Deep Predictive Coding Networks
This work addresses the limitation of static priors in representation learning for time-varying signals like video, offering a novel approach for improved feature extraction in visual tasks.
The authors tackled the problem of fixed priors in deep learning representations by proposing deep predictive coding networks, a hierarchical generative model that dynamically adjusts priors to capture temporal dependencies and use top-down information, resulting in learning high-level visual features from natural video data and demonstrating robustness to structured noise.

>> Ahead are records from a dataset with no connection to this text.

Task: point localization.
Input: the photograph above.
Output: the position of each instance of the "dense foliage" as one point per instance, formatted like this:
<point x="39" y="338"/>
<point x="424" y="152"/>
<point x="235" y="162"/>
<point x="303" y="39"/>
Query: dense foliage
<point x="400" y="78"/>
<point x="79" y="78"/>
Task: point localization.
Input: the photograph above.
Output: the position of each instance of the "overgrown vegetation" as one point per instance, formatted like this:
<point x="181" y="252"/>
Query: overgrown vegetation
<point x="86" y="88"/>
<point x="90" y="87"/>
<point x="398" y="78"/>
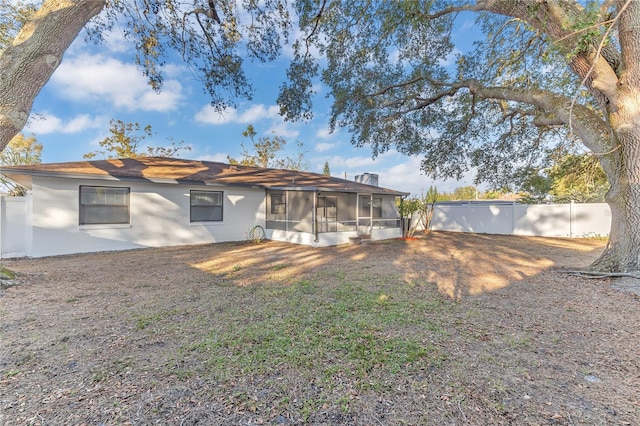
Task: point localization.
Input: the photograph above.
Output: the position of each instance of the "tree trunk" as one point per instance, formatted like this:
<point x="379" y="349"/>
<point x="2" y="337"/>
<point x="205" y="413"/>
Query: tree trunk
<point x="27" y="65"/>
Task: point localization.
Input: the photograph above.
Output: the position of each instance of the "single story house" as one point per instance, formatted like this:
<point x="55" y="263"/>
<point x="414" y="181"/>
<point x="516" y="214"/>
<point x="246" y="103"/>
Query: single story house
<point x="119" y="204"/>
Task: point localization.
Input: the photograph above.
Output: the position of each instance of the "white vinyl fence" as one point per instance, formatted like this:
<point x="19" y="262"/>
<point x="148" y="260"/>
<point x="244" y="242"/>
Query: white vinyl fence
<point x="546" y="220"/>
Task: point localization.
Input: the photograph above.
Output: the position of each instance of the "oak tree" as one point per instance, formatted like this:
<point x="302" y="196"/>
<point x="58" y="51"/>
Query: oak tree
<point x="214" y="37"/>
<point x="541" y="74"/>
<point x="126" y="141"/>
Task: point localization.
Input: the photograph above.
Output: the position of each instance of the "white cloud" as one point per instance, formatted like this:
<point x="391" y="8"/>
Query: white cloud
<point x="325" y="133"/>
<point x="324" y="146"/>
<point x="282" y="129"/>
<point x="91" y="78"/>
<point x="218" y="157"/>
<point x="46" y="123"/>
<point x="115" y="42"/>
<point x="252" y="114"/>
<point x="451" y="58"/>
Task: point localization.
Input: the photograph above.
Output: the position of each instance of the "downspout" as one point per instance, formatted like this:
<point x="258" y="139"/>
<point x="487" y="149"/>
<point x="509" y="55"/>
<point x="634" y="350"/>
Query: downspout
<point x="315" y="216"/>
<point x="403" y="219"/>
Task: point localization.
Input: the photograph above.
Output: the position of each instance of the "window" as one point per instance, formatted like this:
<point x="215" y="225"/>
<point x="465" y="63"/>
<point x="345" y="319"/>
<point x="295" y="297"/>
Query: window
<point x="376" y="210"/>
<point x="206" y="206"/>
<point x="366" y="207"/>
<point x="104" y="205"/>
<point x="278" y="203"/>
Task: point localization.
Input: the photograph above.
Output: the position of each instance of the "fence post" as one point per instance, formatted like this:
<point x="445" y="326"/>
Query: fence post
<point x="2" y="224"/>
<point x="571" y="214"/>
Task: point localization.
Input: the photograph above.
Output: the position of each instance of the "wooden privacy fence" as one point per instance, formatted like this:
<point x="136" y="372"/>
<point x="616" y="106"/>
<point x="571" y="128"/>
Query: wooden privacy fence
<point x="546" y="220"/>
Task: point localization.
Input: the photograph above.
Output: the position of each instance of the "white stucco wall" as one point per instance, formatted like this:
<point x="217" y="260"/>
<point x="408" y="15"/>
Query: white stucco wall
<point x="159" y="215"/>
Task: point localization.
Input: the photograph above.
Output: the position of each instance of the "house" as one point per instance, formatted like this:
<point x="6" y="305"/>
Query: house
<point x="120" y="204"/>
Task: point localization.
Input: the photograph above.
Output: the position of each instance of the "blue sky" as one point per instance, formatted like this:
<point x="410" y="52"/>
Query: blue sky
<point x="95" y="84"/>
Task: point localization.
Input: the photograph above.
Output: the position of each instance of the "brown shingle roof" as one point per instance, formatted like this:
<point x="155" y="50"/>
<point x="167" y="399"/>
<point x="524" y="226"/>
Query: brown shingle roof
<point x="195" y="172"/>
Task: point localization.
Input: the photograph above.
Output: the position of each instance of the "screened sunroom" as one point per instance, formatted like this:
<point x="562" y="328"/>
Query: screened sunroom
<point x="321" y="217"/>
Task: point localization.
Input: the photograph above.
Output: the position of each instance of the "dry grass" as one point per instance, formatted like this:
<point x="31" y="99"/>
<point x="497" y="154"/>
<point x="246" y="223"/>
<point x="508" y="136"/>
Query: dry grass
<point x="451" y="329"/>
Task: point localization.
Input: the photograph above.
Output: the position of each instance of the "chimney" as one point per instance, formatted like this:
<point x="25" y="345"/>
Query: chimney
<point x="367" y="178"/>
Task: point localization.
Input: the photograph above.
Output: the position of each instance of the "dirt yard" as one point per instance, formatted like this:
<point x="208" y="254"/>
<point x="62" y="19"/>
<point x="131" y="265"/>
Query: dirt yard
<point x="451" y="329"/>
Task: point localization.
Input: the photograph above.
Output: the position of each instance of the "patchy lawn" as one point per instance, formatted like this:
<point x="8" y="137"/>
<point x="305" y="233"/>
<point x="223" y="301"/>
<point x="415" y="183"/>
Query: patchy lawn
<point x="452" y="329"/>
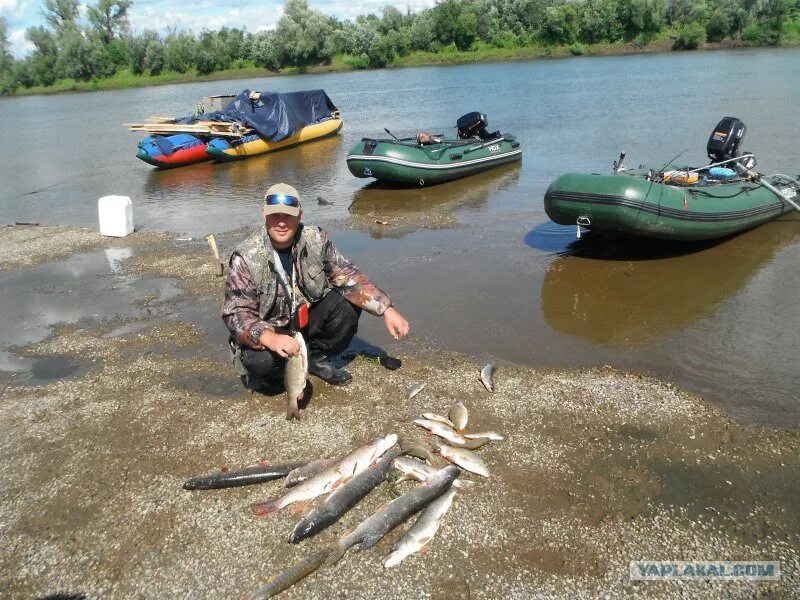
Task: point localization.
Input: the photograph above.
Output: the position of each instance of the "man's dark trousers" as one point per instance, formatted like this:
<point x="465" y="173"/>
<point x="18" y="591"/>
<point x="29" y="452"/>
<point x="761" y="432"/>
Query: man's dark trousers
<point x="332" y="323"/>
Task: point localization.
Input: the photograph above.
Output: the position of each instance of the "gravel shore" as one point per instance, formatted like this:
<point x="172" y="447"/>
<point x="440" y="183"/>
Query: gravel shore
<point x="599" y="467"/>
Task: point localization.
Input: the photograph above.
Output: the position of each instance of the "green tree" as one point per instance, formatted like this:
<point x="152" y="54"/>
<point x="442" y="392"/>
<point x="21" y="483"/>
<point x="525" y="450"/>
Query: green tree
<point x="300" y="35"/>
<point x="60" y="14"/>
<point x="44" y="55"/>
<point x="109" y="18"/>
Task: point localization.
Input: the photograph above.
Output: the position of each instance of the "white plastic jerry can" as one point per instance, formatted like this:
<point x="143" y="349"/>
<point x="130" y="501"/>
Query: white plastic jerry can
<point x="116" y="215"/>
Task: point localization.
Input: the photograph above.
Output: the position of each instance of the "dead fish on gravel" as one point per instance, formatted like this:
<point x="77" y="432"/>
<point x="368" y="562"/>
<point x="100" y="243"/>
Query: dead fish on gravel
<point x="411" y="468"/>
<point x="247" y="476"/>
<point x="292" y="575"/>
<point x="295" y="377"/>
<point x="458" y="416"/>
<point x="439" y="418"/>
<point x="343" y="499"/>
<point x="351" y="465"/>
<point x="442" y="430"/>
<point x="487" y="376"/>
<point x="415" y="389"/>
<point x="466" y="459"/>
<point x="399" y="510"/>
<point x="491" y="435"/>
<point x="307" y="471"/>
<point x="422" y="531"/>
<point x="417" y="448"/>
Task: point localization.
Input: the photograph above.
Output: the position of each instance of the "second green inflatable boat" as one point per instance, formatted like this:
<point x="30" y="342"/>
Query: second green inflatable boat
<point x="410" y="161"/>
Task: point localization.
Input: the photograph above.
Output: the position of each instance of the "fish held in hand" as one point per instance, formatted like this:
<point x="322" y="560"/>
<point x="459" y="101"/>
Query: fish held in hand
<point x="458" y="416"/>
<point x="245" y="476"/>
<point x="442" y="430"/>
<point x="295" y="377"/>
<point x="466" y="459"/>
<point x="343" y="499"/>
<point x="487" y="376"/>
<point x="422" y="531"/>
<point x="351" y="465"/>
<point x="415" y="389"/>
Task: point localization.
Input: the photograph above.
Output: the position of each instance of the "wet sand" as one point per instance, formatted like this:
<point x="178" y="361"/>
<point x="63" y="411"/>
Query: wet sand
<point x="600" y="467"/>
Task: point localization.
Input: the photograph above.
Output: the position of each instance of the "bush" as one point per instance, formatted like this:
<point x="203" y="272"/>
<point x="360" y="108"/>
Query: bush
<point x="690" y="37"/>
<point x="577" y="49"/>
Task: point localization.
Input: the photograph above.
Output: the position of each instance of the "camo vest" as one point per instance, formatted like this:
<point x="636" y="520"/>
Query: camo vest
<point x="259" y="256"/>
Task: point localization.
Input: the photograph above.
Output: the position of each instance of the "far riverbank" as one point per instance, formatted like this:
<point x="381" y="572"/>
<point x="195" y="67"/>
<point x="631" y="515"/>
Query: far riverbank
<point x="449" y="56"/>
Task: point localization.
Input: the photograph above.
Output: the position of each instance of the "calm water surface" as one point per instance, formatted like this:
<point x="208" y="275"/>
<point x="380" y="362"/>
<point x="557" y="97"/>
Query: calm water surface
<point x="504" y="283"/>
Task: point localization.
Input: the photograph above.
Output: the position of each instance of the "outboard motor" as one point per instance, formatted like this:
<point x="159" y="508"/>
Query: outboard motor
<point x="725" y="139"/>
<point x="474" y="125"/>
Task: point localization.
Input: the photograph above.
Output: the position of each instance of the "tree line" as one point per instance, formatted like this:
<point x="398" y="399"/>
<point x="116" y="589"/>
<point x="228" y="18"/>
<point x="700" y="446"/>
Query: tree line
<point x="100" y="45"/>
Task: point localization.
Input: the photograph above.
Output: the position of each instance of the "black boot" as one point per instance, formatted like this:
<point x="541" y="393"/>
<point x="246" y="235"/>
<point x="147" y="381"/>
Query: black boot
<point x="322" y="366"/>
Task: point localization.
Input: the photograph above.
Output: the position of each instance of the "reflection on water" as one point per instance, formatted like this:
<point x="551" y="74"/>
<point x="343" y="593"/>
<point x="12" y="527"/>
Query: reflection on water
<point x="404" y="209"/>
<point x="629" y="292"/>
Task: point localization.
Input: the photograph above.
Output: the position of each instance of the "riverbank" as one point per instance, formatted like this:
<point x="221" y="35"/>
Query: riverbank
<point x="600" y="467"/>
<point x="449" y="56"/>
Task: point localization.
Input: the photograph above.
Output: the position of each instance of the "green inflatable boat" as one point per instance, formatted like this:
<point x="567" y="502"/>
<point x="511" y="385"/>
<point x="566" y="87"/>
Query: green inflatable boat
<point x="676" y="202"/>
<point x="427" y="159"/>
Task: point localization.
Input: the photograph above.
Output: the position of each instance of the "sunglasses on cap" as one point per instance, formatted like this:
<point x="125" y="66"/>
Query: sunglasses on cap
<point x="276" y="199"/>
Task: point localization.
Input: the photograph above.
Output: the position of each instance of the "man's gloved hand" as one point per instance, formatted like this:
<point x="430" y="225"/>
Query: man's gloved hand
<point x="282" y="344"/>
<point x="395" y="323"/>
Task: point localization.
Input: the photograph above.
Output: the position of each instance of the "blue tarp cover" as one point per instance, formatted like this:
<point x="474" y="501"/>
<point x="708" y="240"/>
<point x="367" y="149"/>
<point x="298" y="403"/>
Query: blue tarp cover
<point x="274" y="116"/>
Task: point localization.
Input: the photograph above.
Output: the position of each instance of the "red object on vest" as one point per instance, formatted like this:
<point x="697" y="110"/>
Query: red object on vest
<point x="302" y="316"/>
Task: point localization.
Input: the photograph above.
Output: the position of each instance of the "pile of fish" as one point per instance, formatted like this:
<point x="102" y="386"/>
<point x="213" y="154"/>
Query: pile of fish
<point x="436" y="463"/>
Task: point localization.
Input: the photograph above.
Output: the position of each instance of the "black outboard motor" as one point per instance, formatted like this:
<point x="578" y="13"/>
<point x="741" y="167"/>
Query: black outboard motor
<point x="474" y="125"/>
<point x="725" y="139"/>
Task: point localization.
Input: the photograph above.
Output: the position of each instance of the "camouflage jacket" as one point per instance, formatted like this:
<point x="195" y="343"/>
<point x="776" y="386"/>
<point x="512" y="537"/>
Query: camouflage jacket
<point x="255" y="300"/>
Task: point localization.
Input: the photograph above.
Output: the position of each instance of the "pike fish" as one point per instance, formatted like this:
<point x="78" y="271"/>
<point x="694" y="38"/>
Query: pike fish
<point x="439" y="418"/>
<point x="294" y="378"/>
<point x="466" y="459"/>
<point x="292" y="575"/>
<point x="351" y="465"/>
<point x="343" y="499"/>
<point x="487" y="376"/>
<point x="458" y="416"/>
<point x="246" y="476"/>
<point x="442" y="430"/>
<point x="307" y="471"/>
<point x="422" y="531"/>
<point x="398" y="511"/>
<point x="412" y="468"/>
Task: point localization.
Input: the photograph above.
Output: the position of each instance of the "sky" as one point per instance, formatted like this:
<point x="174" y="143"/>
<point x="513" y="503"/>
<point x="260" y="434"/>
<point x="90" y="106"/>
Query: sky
<point x="253" y="15"/>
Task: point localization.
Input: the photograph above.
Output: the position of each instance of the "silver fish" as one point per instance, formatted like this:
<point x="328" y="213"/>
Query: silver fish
<point x="491" y="435"/>
<point x="411" y="468"/>
<point x="442" y="430"/>
<point x="421" y="532"/>
<point x="487" y="376"/>
<point x="239" y="477"/>
<point x="459" y="416"/>
<point x="466" y="459"/>
<point x="351" y="465"/>
<point x="295" y="377"/>
<point x="344" y="498"/>
<point x="440" y="418"/>
<point x="399" y="510"/>
<point x="415" y="389"/>
<point x="307" y="471"/>
<point x="292" y="575"/>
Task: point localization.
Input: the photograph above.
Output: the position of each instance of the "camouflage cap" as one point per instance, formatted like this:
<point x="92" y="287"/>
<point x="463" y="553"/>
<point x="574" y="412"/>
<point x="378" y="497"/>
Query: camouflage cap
<point x="282" y="198"/>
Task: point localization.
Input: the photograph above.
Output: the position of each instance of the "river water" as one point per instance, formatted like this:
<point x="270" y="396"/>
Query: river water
<point x="475" y="265"/>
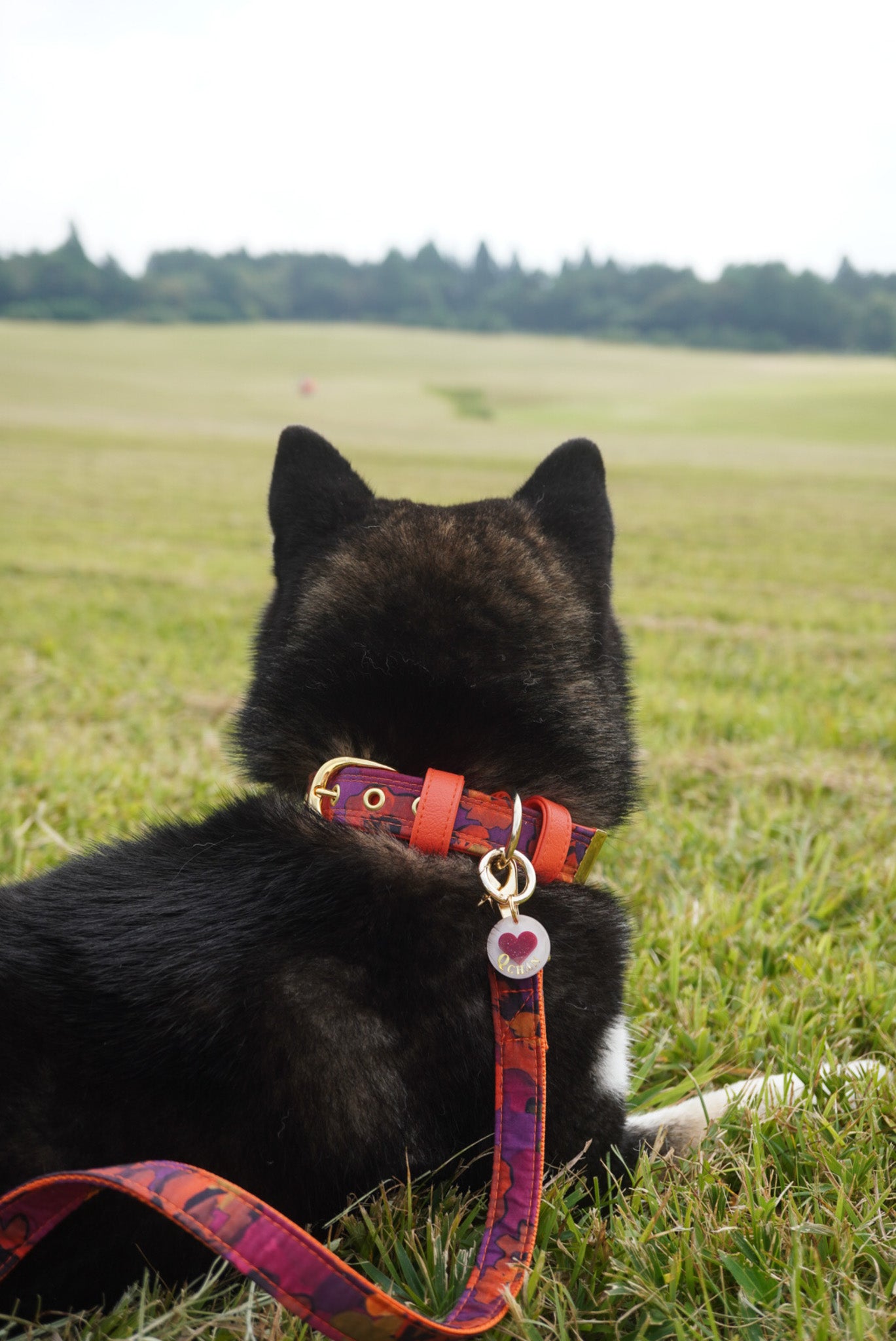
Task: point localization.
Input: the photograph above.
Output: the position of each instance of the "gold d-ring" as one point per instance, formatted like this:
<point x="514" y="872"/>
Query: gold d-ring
<point x="321" y="782"/>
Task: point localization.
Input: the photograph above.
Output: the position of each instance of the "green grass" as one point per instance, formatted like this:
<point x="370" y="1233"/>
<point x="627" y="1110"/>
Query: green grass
<point x="755" y="505"/>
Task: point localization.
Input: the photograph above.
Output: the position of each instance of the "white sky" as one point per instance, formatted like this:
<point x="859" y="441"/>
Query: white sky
<point x="687" y="132"/>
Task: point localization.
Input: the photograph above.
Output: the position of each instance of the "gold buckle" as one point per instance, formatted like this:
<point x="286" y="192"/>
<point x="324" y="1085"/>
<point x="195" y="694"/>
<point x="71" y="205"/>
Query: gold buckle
<point x="321" y="782"/>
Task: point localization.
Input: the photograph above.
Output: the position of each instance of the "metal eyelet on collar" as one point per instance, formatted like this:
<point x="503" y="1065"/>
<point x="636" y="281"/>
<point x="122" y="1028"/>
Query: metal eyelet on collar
<point x="319" y="784"/>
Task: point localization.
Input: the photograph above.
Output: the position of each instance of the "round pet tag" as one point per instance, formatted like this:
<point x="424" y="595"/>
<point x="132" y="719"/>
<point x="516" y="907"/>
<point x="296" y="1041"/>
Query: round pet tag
<point x="518" y="948"/>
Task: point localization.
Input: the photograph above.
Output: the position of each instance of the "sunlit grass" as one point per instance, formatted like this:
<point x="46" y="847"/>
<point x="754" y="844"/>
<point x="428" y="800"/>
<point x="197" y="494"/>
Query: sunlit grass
<point x="755" y="505"/>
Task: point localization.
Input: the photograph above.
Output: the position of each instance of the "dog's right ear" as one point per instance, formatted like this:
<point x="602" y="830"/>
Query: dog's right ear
<point x="314" y="494"/>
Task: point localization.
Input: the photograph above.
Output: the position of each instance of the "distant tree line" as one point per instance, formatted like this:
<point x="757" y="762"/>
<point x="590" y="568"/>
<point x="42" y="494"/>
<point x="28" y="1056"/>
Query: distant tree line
<point x="761" y="308"/>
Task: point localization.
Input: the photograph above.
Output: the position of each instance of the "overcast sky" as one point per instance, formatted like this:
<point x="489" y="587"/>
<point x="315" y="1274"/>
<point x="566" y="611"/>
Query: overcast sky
<point x="689" y="132"/>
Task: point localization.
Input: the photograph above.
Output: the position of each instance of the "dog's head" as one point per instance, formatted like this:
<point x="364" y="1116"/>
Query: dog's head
<point x="476" y="638"/>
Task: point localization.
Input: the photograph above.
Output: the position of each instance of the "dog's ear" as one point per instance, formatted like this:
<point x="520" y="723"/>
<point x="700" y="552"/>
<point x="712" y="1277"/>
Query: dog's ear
<point x="314" y="494"/>
<point x="567" y="495"/>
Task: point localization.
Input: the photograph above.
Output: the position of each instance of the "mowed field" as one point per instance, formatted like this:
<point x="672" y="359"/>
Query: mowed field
<point x="755" y="577"/>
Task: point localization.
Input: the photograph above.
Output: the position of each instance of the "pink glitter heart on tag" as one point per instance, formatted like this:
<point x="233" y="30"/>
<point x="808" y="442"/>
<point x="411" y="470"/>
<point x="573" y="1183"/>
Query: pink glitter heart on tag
<point x="518" y="947"/>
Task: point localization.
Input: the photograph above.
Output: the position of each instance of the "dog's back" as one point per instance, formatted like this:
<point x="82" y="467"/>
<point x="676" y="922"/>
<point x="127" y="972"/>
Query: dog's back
<point x="296" y="1006"/>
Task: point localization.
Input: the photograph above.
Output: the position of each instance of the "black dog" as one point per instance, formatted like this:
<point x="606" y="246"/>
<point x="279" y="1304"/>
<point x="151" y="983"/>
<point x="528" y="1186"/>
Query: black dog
<point x="296" y="1006"/>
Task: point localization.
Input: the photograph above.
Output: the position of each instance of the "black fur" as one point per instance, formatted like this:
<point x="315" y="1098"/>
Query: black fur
<point x="298" y="1006"/>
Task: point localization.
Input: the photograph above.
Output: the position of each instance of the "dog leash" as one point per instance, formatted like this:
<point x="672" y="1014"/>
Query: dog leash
<point x="286" y="1261"/>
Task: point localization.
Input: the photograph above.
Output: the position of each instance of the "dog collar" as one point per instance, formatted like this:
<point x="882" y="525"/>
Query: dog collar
<point x="439" y="815"/>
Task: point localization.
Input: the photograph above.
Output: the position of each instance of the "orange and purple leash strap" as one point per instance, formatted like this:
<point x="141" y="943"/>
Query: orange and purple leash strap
<point x="286" y="1261"/>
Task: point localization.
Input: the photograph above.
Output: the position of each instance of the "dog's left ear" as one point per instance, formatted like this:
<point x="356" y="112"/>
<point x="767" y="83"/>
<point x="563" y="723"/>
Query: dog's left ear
<point x="314" y="494"/>
<point x="567" y="495"/>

The quality of data representation in deep learning methods is directly related to the prior model imposed on the representations; however, generally used fixed priors are not capable of adjusting to the context in the data. To address this issue, we propose deep predictive coding networks, a hierarchical generative model that empirically alters priors on the latent representations in a dynamic and context-sensitive manner. This model captures the temporal dependencies in time-varying signals and uses top-down information to modulate the representation in lower layers. The centerpiece of our model is a novel procedure to infer sparse states of a dynamic model which is used for feature extraction. We also extend this feature extraction block to introduce a pooling function that captures locally invariant representations. When applied on a natural video data, we show that our method is able to learn high-level visual features. We also demonstrate the role of the top-down connections by showing the robustness of the proposed model to structured noise.